Design and Implementation of File System

67 阅读10分钟

Project 3: Design and Implementation of File System
April 16, 2024
1 Objectives

  1. Design and implement a basic disk-like secondary storage server.
  2. Design and implement a basic ffle system to act as a client using the disk services provided by
    the server designed above.
  3. Study and learn to use the socket API. Sockets are used to provide the communication mechanism
    between (i) the client processes and the ffle system, and (ii) the ffle system and the disk storage
    server.
    2 Problem Statement
    This project will be developed in several steps to help you understand the concepts and encourage
    modular project development. You must adhere to the speciffcations given below. To share your
    experiences effectively, you are recommended to keep a record of your insights during the coding. This
    includes writing down any challenges encountered or bugs costing you a long time for debugging. By
    doing so, you’ll avoid forgetting the details of your experiences when writing the report.
    Step 1: Design a basic disk-storage system
    Description: Implement, as an Internet-domain socket server, a simulation of a physical disk. The
    simulated disk is organized by cylinder and sector.

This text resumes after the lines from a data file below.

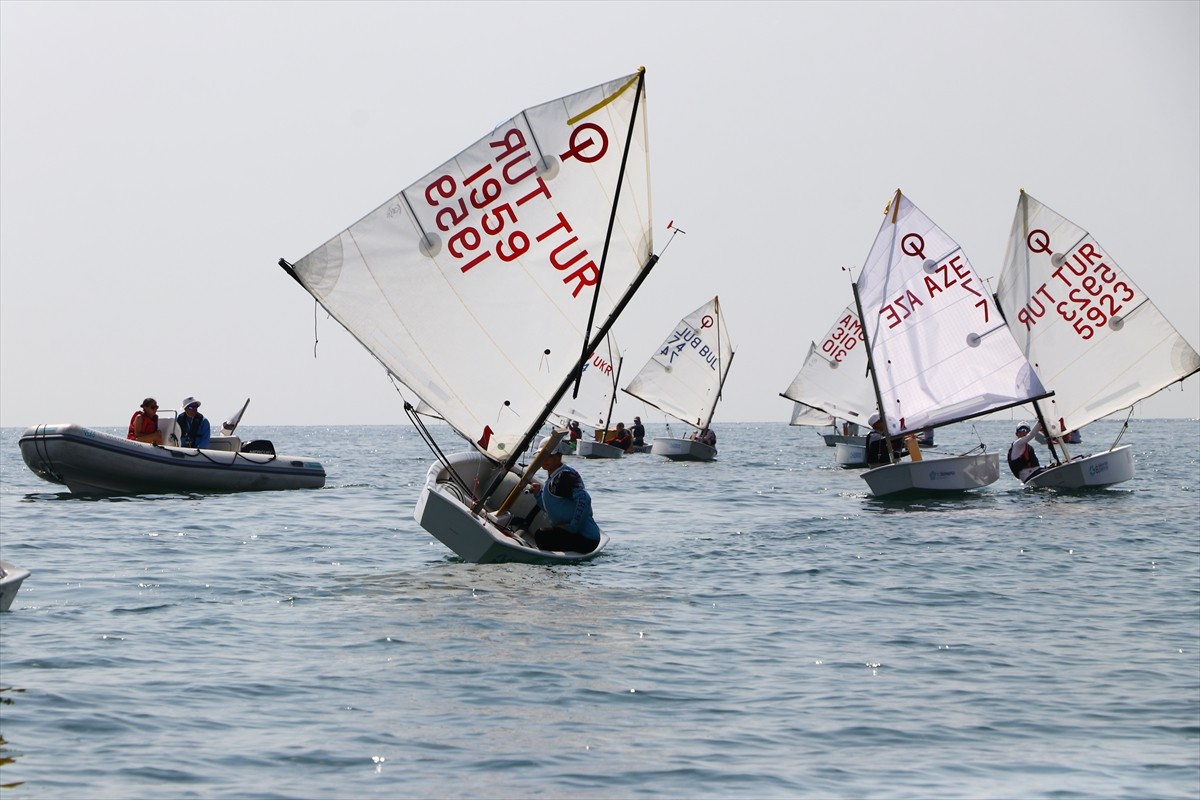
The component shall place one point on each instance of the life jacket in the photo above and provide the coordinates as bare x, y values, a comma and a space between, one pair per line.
1025, 461
189, 428
149, 425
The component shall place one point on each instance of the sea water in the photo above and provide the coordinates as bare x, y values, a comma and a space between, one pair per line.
759, 627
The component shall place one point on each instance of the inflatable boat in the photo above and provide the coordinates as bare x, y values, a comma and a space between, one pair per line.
91, 462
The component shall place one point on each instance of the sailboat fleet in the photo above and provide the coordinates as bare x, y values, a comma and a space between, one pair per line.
490, 289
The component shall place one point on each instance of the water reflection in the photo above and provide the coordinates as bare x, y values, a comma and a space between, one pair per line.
5, 758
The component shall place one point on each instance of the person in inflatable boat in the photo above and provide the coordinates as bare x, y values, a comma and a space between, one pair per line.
193, 428
567, 504
144, 423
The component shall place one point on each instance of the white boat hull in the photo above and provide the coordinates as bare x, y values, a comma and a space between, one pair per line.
95, 463
444, 510
683, 450
850, 455
834, 439
1089, 471
945, 475
11, 577
586, 449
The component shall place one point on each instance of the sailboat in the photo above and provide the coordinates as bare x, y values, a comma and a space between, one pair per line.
1091, 335
684, 379
939, 352
833, 379
484, 287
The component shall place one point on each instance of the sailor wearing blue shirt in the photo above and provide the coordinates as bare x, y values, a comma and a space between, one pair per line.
567, 504
195, 429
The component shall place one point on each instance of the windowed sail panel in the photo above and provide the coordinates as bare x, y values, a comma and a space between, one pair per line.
474, 286
1092, 335
939, 344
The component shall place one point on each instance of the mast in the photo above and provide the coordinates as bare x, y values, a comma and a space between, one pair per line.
612, 220
579, 365
870, 368
612, 398
719, 388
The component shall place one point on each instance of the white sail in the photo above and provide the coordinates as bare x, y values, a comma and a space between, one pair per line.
474, 286
808, 416
684, 376
940, 348
1091, 334
833, 377
598, 388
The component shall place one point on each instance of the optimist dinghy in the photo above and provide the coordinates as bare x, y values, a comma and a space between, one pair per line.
939, 352
684, 379
486, 286
1090, 332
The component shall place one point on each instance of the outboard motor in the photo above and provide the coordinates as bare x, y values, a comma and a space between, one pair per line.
259, 446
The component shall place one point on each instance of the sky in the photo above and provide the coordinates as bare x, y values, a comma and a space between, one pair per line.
159, 158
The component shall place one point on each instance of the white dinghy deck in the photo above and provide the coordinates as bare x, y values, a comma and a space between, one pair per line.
485, 536
1093, 471
11, 577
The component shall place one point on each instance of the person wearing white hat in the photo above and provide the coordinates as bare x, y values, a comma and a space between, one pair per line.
195, 429
567, 504
1021, 458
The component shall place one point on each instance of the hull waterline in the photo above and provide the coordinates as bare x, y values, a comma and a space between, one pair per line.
444, 511
934, 476
1089, 471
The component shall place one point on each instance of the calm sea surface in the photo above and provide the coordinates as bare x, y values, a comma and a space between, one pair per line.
759, 627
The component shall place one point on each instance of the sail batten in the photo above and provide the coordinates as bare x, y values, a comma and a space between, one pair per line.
1093, 336
478, 284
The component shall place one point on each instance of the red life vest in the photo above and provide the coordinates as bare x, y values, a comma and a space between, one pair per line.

    • You should include the seek time in your simulation to account for track-to-track time (using
    usleep(3C), nanosleep(3R), etc). Make the seek time a value in microseconds, passed as a
    command-line parameter to the disk server program.
    • You should accept the number of cylinders and the number of sectors per cylinder from command
    line par代 写Design and Implementation of File System ameters. Assume the sector size is ffxed as 256 Bytes.

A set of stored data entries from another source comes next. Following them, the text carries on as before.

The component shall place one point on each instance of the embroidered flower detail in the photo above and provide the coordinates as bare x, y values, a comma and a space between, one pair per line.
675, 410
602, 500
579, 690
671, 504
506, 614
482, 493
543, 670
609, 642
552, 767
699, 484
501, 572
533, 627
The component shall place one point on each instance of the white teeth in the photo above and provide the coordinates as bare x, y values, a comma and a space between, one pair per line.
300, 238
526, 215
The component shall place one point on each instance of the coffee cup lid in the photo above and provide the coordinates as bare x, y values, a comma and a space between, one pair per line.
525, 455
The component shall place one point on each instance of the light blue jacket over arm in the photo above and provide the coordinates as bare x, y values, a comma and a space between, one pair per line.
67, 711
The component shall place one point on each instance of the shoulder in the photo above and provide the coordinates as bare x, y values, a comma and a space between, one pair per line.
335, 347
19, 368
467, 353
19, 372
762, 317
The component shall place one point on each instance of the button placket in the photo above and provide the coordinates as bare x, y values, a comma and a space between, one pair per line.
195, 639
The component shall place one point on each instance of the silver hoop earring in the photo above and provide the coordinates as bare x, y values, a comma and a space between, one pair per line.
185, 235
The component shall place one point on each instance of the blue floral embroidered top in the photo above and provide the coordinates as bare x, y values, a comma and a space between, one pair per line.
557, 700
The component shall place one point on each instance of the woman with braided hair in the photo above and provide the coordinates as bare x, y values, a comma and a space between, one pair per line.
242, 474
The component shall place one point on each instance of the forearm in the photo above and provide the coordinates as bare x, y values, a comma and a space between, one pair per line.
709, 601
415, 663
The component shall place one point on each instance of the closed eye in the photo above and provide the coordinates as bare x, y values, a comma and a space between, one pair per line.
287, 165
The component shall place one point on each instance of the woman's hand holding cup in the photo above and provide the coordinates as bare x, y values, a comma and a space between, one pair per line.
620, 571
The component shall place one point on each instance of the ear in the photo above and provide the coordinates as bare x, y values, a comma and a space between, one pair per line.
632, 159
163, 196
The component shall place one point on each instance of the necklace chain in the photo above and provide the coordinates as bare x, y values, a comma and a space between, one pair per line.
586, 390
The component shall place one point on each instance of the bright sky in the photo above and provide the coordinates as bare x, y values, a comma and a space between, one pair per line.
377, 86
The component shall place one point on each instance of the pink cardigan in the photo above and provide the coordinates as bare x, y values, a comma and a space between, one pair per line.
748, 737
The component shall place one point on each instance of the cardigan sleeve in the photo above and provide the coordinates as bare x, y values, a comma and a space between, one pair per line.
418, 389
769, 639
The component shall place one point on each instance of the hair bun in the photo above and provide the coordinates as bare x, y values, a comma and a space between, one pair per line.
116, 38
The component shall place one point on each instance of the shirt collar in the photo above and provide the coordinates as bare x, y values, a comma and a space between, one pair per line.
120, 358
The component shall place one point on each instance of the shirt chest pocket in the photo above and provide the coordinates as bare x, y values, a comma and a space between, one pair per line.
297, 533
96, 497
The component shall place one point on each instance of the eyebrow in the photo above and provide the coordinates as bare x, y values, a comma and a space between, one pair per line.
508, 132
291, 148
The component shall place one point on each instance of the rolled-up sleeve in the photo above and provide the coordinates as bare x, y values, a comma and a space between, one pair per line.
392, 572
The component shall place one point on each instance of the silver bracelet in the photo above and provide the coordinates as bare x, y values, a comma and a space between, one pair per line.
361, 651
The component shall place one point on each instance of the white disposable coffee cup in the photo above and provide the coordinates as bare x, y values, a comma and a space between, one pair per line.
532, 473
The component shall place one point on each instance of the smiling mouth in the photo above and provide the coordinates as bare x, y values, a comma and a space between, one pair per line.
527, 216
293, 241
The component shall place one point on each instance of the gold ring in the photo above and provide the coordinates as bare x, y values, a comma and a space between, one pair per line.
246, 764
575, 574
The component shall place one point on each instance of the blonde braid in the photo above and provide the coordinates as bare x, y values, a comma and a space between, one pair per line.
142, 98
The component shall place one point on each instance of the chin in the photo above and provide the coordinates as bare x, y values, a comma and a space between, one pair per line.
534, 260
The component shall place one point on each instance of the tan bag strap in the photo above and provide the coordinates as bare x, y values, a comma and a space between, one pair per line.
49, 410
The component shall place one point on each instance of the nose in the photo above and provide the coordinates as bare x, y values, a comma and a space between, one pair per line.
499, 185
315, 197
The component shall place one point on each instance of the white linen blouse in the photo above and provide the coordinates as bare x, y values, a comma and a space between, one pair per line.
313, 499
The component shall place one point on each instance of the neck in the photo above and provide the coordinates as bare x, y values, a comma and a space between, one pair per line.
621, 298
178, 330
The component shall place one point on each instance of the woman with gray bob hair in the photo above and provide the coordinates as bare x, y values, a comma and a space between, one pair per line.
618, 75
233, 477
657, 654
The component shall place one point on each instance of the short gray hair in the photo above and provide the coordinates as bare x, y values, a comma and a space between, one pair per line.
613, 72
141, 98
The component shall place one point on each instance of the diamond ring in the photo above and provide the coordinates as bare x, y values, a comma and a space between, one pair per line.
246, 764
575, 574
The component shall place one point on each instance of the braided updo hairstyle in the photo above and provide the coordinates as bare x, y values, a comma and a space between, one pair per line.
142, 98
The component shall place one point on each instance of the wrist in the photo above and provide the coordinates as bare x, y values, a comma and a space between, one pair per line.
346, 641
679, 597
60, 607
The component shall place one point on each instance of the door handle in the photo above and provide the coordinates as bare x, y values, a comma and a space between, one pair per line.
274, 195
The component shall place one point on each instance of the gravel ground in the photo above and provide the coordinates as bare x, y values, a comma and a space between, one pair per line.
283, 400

    • Your simulation should store the actual data in a real disk ffle, so you’ll need to accept a fflename
    for this ffle as another command line option.
    Hints:
  4. You may ffnd that the mmap(2) system call provides you with the easiest way of manipulating
    the actual storage. However, you are allowed to use ffle and ffle API to simulate the storage
    representing your disk.
  5. Given the challenges of socket programming, we have provided some functions. Please refer to
    the code template provided on Canvas for how to use these functions. If you believe there are
    bugs in the provided code, please contact the TA on time.
    The Disk Server: The server should be able to understand the following commands and give
    corresponding responses:
    • I: Information request. The disk returns two integers representing the disk geometry - the number
    of cylinders, and the number of sectors per cylinder.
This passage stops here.